What is submucosal dissection?
Submucosal dissection is a partial-thickness resection of the bowel wall. The resection plane is in the deep submucosa at the junction to the muscularis propria. Submucosal dissection was originally developed for the purpose of obtaining a larger biopsy specimen then called “strip biopsy,” but evolved into a therapeutic procedure when it was discovered that this technique was capable of completely removing the mucosal layer. The technique is widely used in Japan for the curative treatment of superficial “early” cancers of the gastrointestinal tract. Unlike techniques that burn or destroy tissue, submucosal dissection provides a tissue specimen for surgical pathology. The procedure is curative when two criteria are met: 1) the cancer is superficial, ie, limited to the mucosal layer; and 2) the margins of resection are free of tumor.
How does submucosal dissection differ from polypectomy?

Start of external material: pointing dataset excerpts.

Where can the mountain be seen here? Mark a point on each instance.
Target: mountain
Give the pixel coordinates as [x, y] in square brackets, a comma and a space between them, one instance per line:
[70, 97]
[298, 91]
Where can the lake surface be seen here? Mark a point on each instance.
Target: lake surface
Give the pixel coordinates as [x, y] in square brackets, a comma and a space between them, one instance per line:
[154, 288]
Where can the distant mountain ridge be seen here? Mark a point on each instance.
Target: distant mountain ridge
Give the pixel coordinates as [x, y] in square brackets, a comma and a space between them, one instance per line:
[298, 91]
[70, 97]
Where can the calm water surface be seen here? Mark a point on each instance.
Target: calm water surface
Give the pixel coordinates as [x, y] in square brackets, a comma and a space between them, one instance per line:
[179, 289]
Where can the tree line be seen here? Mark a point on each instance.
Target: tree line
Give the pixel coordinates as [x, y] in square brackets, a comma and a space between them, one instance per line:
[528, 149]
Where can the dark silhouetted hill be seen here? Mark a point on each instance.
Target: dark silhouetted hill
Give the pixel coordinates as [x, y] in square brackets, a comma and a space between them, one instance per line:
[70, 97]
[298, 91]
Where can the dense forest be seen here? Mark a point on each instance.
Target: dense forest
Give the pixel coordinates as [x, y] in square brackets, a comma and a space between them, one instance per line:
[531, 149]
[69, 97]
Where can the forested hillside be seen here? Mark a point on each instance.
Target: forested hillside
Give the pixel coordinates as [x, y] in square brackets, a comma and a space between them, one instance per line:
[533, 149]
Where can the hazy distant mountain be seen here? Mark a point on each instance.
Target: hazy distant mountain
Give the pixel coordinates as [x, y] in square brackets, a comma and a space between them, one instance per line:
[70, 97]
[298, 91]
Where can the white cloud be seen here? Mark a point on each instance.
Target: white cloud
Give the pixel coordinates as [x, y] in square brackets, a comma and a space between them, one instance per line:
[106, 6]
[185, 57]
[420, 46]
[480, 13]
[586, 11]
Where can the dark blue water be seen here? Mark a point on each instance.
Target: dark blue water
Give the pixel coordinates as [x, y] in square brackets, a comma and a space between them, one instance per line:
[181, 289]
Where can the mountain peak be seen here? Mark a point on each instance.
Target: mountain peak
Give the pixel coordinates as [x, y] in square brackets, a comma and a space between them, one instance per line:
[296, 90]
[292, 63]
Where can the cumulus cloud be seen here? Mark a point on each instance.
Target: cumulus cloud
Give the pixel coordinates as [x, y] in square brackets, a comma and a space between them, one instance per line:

The resection plane of submucosal dissection is deeper than that of polypectomy and the surface area to be resected is more extensive. Whereas polyps are readily captured and removed by the single application of a standard snare, cancerous or flat neoplastic growths require special accessories and techniques to achieve a deeper resection plane and a sufficiently wide area of resection.
How is submucosal dissection performed?
Various accessories and techniques are used. Mucosectomy snares are made of stiffer wire and designed to grasp flat tissue. A deeper plane of resection is achieved by using endoscopic suction or saline injection to lift the lesion-bearing mucosa. Fitting a transparent cap on the tip of the endoscope can enhance the lifting power of suction. The cap has a rim to hold an open mucosectomy snare. Mucosectomy can also be assisted by band ligation of tissue (analogous to variceal ligation). Lesions that cannot be removed in one piece (en bloc) with EMR are removed by endoscopic submucosal dissection (ESD) This involves the use of electrocautery dissecting knife to resect the lesion.
Role of magnification endoscopy
Special magnification or “zoom” endoscopes enable the detection of subtle irregularities of the mucosa, such as aberrant pits, crypts, and vascular patterns that correlate with neoplastic transformation. The magnification effect is enhanced by spraying dyes or acetic acid onto the mucosal surface thus, “enhanced magnification.” Zoom endoscopy is performed prior to submucosal dissection to define the precise extent of neoplastic involvement. In patients with Barrett’s esophagus, zoom endoscopy facilitates the detection of high-grade dysplasia and carcinoma. The orderly villiform appearance, characteristic of Barrett’s esophagus, is replaced by featureless mucosa with aberrant crypts. These sites are then targeted for biopsy confirmation of cancerous transformation.
Role (EUS)of endoscopic ultrasonography (EUS)
EUS is performed prior to submucosal dissection to select those patients who are suitable candidates for endoscopic treatment. EUS defines the infiltration depth of neoplasia relative to the wall layers and interrogates surrounding tissue for metastatic spread. Both standard echoendoscopes and high-frequency ultrasonic catheter probes are used.
Mucosectomy for Barrett’s esophagus
Treatment of Barrett’s esophagus is indicated when biopsies show high-grade dysplasia or carcinoma-in-situ. Local endoscopic treatment by submucosal dissection may be curative when cancerous change is intramucosal. A raised or nodular area suggests a focal cancerous change (see Case Study 1). Widespread submucosal dissection of Barrett’s esophagus is performed when the cancerous transformation is diffused (see Case Study 2). When Barrett’s esophagus is circumferential, resection is performed piecemeal over two or more sessions to avoid post-resection structuring. The stripped Barrett’s mucosa re-epithelializes with normal squamous epithelium.
Mucosectomy for large sessile adenomas
Large sessile adenomas require submucosal dissection for removal. Chromoscopy, with indigocarmine or methylene blue, aids in defining the extent of such growths, which may be carpet-like. When very flat, fluid is injected into the submucosa to raise the lesion from the underlying muscularis propria to enable ensnarement and provide a safety “cushion” to prevent perforation. Before injection, the perimeter of the growth is marked with diathermy using the tip of a snare. After submucosal dissection, the resection site is tattooed with India ink to enable easy recognition on surveillance endoscopy.
Patient Referral to the IESMG for Mucosectomy
Patients need a referral from their primary care provider or physician specialist prior to scheduling endoscopic submucosal dissection evaluation and procedure. Medical records, pertinent laboratory reports, and imaging reports need to be forwarded to California Pacific’s Interventional Endoscopy Service to determine referral indication appropriateness.
Medicare, Medi-Cal, and most private insurance plans cover endoscopic submucosal dissection. In order to avoid unexpected medical expenses, it is always best for patients to contact their insurance company prior to treatment to confirm coverage for this service and obtain prior authorization.